Why does the festive season have to start earlier and earlier every year? York’s Christmas lights have been on since the middle of November and I think the supermarkets have been selling chocolate reindeer since the Easter eggs were taken off the shelves in April.

These days (and although I might sound like my grandmother, I haven’t even been around to see three decades) Christmas seems to be about nothing but commercialism. Every time I venture into the city centre at the moment I have to restrain myself from using my umbrella to thrash my way through the crowds.

I was gobsmacked at the weekend when I rather stupidly attempted to go into Marks & Spencer during the city’s St Nicholas Fayre. The store entrance was rammed full of customers and a member of staff had been given the job of controlling the flow of people on to the escalator.

In one shop, a salesman had a mini ghetto blaster next to him belting out festive music as he tried to flog boxes of biscuits on special offer as if this was the last shopping day before Christmas.

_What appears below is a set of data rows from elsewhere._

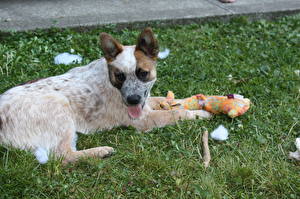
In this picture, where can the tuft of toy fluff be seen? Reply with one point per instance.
(67, 58)
(220, 133)
(41, 155)
(164, 54)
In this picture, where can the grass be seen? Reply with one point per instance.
(260, 56)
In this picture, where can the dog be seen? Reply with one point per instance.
(43, 116)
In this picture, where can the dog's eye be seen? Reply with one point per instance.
(142, 75)
(120, 77)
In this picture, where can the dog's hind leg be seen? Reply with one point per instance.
(67, 150)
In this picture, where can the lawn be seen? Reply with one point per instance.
(256, 59)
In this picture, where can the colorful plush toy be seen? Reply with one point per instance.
(232, 105)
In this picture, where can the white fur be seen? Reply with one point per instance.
(41, 154)
(220, 133)
(50, 111)
(67, 58)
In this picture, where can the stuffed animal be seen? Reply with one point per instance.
(232, 105)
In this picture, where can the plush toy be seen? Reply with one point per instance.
(232, 105)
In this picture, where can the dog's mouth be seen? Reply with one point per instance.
(135, 111)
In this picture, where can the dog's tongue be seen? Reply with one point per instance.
(135, 111)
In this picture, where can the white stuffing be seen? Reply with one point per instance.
(67, 58)
(220, 133)
(296, 154)
(41, 155)
(164, 54)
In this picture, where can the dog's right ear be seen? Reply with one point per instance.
(110, 47)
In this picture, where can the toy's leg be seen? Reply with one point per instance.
(154, 102)
(160, 118)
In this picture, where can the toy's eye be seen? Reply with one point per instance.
(120, 76)
(142, 75)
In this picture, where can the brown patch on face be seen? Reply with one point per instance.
(146, 67)
(31, 81)
(116, 76)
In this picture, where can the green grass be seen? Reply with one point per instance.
(261, 56)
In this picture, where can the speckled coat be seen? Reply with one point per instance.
(44, 116)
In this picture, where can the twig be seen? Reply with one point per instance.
(206, 153)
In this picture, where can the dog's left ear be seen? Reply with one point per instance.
(110, 47)
(147, 43)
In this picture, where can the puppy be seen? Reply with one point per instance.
(43, 116)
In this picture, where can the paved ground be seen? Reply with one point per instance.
(31, 14)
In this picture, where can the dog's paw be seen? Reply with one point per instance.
(105, 151)
(199, 114)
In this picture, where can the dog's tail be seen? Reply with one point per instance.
(42, 155)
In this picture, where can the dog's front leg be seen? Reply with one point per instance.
(161, 118)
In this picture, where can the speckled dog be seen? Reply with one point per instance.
(43, 116)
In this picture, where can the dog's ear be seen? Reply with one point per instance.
(110, 47)
(147, 43)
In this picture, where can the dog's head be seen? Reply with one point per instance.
(132, 69)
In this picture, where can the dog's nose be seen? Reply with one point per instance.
(134, 99)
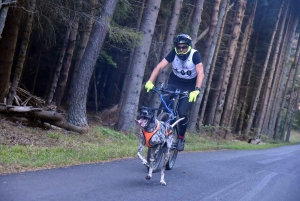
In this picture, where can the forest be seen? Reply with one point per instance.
(61, 60)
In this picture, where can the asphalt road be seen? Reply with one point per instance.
(264, 175)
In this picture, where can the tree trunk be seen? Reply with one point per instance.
(7, 48)
(84, 38)
(132, 52)
(239, 70)
(268, 126)
(23, 51)
(130, 103)
(266, 100)
(4, 5)
(294, 110)
(241, 6)
(275, 110)
(168, 44)
(210, 47)
(214, 93)
(63, 78)
(253, 109)
(77, 110)
(58, 68)
(295, 65)
(196, 20)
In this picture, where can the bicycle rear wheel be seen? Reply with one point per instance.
(173, 151)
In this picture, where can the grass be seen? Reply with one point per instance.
(101, 144)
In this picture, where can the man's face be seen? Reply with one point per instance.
(182, 48)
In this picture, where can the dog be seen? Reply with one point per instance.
(154, 134)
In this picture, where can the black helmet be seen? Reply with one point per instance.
(183, 39)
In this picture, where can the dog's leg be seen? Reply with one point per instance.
(163, 168)
(140, 151)
(152, 159)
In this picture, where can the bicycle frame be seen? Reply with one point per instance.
(177, 93)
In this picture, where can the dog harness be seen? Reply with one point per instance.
(149, 135)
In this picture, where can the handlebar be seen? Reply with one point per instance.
(177, 92)
(162, 90)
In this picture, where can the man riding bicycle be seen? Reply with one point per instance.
(187, 75)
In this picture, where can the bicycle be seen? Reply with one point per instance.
(168, 114)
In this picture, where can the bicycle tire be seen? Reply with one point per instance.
(164, 116)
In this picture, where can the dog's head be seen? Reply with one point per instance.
(146, 115)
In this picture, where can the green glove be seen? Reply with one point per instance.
(193, 96)
(149, 85)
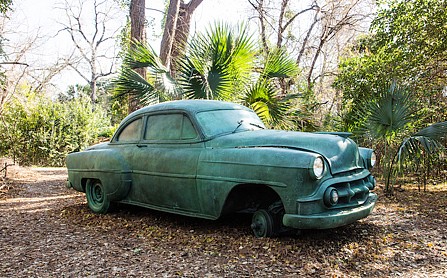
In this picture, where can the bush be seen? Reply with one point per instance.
(38, 131)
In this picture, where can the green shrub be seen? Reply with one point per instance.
(36, 130)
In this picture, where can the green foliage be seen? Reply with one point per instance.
(160, 86)
(407, 44)
(36, 130)
(219, 64)
(386, 120)
(422, 150)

In another shop, I found myself having to bite my tongue when the friendly cashier wished me a happy Christmas as I picked up my purchase and made for the exit. Christmas is a celebration of the birth of Jesus – what would my friends think if I started wishing them happy birthday every time I saw them in the two months leading up to their actual anniversary?

If I had not had some urgent errands to do in town this weekend, I would never have set foot inside the Bar Walls.

Walking along Parliament Street was like being in a rugby scrum and if I hear another tacky Christmas tune being played again before it gets to at least December 15, I might actually whack somebody over the head with my umbrella. I’d only be getting my own back, given the amount of times I’ve almost had my eyes poked out with the spokes from other people’s umbrellas.

Yes, I love buying presents for my family and seeing their excited faces when they unwrap them on Christmas Day, but there’s no need for shops to be stocking Christmas gifts from the beginning of September.

I’m well aware that we’re in the middle of a recession and shops are doing everything possible to survive, but I don’t see how encouraging people to shop for Christmas earlier and earlier is going to help, because it just means they’ll be doing it in October or November rather than December.

Why can’t St Nicholas Fayre be in the middle of December? Then I would love to enjoy a glass or four of mulled wine by the fountain in Parliament Street and listen to brass bands play The First Noel.

All the focus on commercialism takes the magic out of Christmas. When you’ve heard Wham!’s Last Christmas for the best part of two months, it doesn’t feel so special when you listen to it on the radio as you’re driving home on Christmas Eve to be with your family.

When I look back at my childhood, I don’t remember the presents I was given, I remember the fun we had as a family – the walks, the games, the laughs.

You don’t need money to have those memories.